One of the biggest areas of interest when using a multispectral sensor is the ability to calculate vegetation indices. Calculating these indices is quite simple once you have mastered the technical skills needed to extract the data from images. We can calculate the vegetation indices for the entire field using software called ArcGIS. There are a series of steps to go through to process the initial image and calculate a vegetation index.

The processed image will be saved as a raster file which allows us to extract information. The way a raster file works is that it is a matrix of pixels. If you zoom in enough on a small section of a selected plot, you will end up with a bunch of pixels. Every pixel is going to have its own value. To extract the vegetation index for an entire plot, we use the shapefile with a polygon grid created earlier. The shapefile will clip the vegetation index raster file into individual plots.
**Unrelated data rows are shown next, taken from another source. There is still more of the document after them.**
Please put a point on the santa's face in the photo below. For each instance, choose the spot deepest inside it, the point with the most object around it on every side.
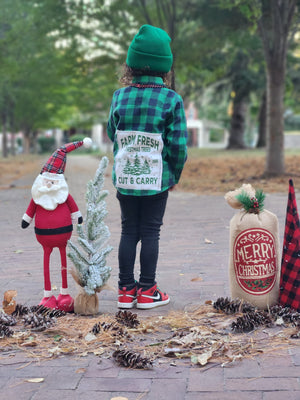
(49, 190)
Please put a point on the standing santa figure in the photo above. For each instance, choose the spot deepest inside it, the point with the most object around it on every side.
(54, 210)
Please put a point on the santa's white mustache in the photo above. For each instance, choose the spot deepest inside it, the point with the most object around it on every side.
(45, 189)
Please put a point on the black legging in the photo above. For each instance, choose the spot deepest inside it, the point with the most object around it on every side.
(142, 217)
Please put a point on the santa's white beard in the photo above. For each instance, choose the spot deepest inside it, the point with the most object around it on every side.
(49, 198)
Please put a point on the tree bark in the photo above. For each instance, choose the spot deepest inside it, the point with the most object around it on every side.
(275, 124)
(262, 122)
(237, 125)
(4, 137)
(274, 27)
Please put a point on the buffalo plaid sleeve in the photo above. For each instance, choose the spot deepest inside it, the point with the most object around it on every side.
(111, 125)
(176, 139)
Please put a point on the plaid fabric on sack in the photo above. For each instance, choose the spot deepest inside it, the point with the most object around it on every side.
(290, 263)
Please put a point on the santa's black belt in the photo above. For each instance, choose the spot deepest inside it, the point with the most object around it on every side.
(54, 231)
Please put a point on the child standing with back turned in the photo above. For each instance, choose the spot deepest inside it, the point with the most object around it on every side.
(148, 127)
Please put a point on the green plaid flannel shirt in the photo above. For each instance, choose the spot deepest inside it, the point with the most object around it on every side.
(156, 110)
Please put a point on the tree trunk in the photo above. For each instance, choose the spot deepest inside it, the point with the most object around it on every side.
(274, 29)
(237, 126)
(26, 142)
(4, 137)
(275, 123)
(262, 122)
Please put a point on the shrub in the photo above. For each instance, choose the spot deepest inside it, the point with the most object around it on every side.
(47, 144)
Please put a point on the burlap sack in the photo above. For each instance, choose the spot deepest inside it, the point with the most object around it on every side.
(254, 266)
(85, 304)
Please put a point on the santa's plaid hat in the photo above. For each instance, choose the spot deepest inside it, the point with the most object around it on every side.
(57, 162)
(290, 263)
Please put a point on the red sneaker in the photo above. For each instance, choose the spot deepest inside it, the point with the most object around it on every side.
(151, 298)
(49, 302)
(127, 298)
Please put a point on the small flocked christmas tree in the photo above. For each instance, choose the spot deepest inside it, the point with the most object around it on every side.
(90, 270)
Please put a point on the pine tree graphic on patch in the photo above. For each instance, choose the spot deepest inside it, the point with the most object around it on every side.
(137, 168)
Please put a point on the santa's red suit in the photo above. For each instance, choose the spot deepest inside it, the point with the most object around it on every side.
(54, 210)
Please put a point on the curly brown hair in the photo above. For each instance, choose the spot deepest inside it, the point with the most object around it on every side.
(129, 73)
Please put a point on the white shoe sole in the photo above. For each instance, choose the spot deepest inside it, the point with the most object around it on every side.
(145, 306)
(127, 305)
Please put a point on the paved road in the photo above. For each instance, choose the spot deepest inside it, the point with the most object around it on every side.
(184, 255)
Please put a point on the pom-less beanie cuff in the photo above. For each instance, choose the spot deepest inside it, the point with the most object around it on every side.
(150, 49)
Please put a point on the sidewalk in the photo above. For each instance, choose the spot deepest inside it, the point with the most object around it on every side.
(184, 255)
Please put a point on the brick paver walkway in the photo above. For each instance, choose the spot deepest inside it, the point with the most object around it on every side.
(184, 255)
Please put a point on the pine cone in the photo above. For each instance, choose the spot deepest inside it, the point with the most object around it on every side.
(5, 331)
(127, 358)
(127, 318)
(288, 315)
(249, 321)
(38, 322)
(7, 320)
(20, 310)
(42, 310)
(96, 328)
(114, 328)
(229, 306)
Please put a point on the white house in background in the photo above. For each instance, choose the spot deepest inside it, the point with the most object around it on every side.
(203, 133)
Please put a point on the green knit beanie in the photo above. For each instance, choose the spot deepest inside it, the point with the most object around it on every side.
(150, 49)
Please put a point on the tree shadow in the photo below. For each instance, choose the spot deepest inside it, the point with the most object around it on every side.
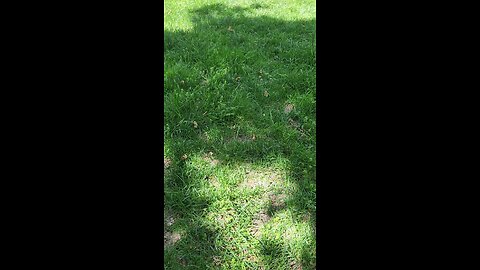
(216, 56)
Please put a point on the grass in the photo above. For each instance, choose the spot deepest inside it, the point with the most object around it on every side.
(239, 152)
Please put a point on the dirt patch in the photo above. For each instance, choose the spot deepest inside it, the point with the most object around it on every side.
(278, 201)
(297, 126)
(211, 159)
(261, 219)
(260, 178)
(170, 238)
(213, 181)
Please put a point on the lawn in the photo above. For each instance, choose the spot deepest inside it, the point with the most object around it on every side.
(240, 140)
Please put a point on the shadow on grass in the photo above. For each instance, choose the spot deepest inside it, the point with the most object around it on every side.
(243, 88)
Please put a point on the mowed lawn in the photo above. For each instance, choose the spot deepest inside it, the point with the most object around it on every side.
(240, 121)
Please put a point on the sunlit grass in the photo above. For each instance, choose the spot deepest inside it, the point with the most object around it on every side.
(239, 153)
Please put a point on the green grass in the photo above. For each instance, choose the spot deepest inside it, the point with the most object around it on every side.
(240, 106)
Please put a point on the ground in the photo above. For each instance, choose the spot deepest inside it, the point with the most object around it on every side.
(240, 120)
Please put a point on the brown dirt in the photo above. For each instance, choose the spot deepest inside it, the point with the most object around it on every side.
(170, 238)
(261, 219)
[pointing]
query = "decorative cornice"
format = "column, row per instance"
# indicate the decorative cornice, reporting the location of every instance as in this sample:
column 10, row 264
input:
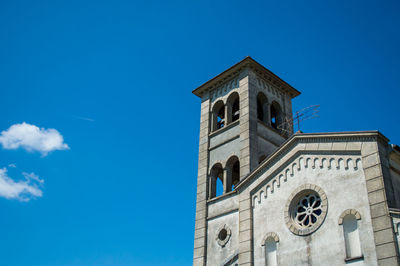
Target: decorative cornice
column 302, row 163
column 311, row 138
column 270, row 235
column 349, row 211
column 233, row 71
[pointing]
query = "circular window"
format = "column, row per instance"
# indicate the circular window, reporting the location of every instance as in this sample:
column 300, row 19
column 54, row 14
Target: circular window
column 223, row 235
column 306, row 209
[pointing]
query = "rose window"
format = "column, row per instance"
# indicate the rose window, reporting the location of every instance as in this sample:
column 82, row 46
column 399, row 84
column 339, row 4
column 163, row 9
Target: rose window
column 308, row 210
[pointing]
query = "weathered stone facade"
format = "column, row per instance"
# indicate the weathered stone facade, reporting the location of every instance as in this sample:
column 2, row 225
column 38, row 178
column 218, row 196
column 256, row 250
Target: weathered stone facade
column 286, row 199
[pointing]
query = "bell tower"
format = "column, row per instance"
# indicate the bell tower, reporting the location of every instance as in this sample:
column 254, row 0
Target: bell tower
column 243, row 111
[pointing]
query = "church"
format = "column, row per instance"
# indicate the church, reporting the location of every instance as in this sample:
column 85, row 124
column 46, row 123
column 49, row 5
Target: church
column 269, row 196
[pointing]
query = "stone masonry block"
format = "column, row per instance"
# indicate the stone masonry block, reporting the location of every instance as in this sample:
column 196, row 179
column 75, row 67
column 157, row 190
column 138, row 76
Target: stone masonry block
column 244, row 258
column 198, row 261
column 312, row 146
column 200, row 214
column 245, row 246
column 386, row 251
column 353, row 146
column 339, row 146
column 244, row 215
column 372, row 172
column 370, row 160
column 376, row 197
column 199, row 232
column 378, row 210
column 388, row 262
column 381, row 223
column 384, row 236
column 245, row 225
column 198, row 252
column 200, row 223
column 199, row 242
column 245, row 204
column 325, row 146
column 375, row 184
column 245, row 236
column 368, row 148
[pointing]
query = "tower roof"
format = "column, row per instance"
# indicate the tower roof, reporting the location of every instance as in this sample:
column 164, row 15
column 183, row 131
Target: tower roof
column 255, row 66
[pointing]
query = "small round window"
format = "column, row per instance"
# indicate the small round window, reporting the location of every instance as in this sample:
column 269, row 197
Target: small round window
column 223, row 235
column 306, row 209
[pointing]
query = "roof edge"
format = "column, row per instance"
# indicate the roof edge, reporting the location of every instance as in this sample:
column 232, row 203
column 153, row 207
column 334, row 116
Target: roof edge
column 298, row 136
column 247, row 61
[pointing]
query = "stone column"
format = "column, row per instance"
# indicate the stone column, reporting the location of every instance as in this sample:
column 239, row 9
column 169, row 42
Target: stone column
column 227, row 179
column 200, row 234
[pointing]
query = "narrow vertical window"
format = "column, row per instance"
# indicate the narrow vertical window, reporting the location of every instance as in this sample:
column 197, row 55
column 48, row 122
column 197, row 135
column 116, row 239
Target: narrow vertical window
column 233, row 107
column 270, row 244
column 349, row 221
column 262, row 107
column 216, row 181
column 270, row 252
column 351, row 237
column 218, row 115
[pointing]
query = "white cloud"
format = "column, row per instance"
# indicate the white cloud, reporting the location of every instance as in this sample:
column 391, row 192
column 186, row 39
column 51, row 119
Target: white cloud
column 20, row 190
column 32, row 138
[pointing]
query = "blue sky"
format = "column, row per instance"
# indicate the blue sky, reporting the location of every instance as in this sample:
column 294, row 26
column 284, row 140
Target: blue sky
column 114, row 81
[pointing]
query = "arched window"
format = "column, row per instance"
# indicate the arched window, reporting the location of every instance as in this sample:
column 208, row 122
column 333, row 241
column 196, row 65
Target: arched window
column 216, row 181
column 351, row 235
column 233, row 107
column 233, row 171
column 218, row 115
column 262, row 107
column 261, row 158
column 276, row 115
column 270, row 244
The average vegetation index then is calculated using every pixel within the area of a specific plot.

Some common indices calculated include the Normalized Difference Vegetative Index (NDVI), Normalized Difference Red Edge (NDRE), and the Green Normalized Difference Vegetative Index (GNDVI).


All three of these indices will fall between a range of -1 to +1. Think back to when we discussed the plant structures wavelengths reflect off. In the visible spectrum, green wavelengths are going to reflect off the plant, causing the vegetation to look green. Red and blue wavelengths of light are used to drive photosynthesis. This provides plants with food to grow, and aids in chlorophyll production. NIR bands are also reflected by the chlorophyll in the plant. When calculating the vegetation indices for a healthy plant, there is going to be high chlorophyll production resulting in a higher amount of light reflectance. This provides vegetative index close to +1. If a plant is not healthy or experiencing stress, there is going to be less chlorophyll production which in turn lowers the amount of light reflectance. This would give a vegetative index close to 0. Extracting the vegetation index for individual plots provides the plant breeder with the information they need to make decisions.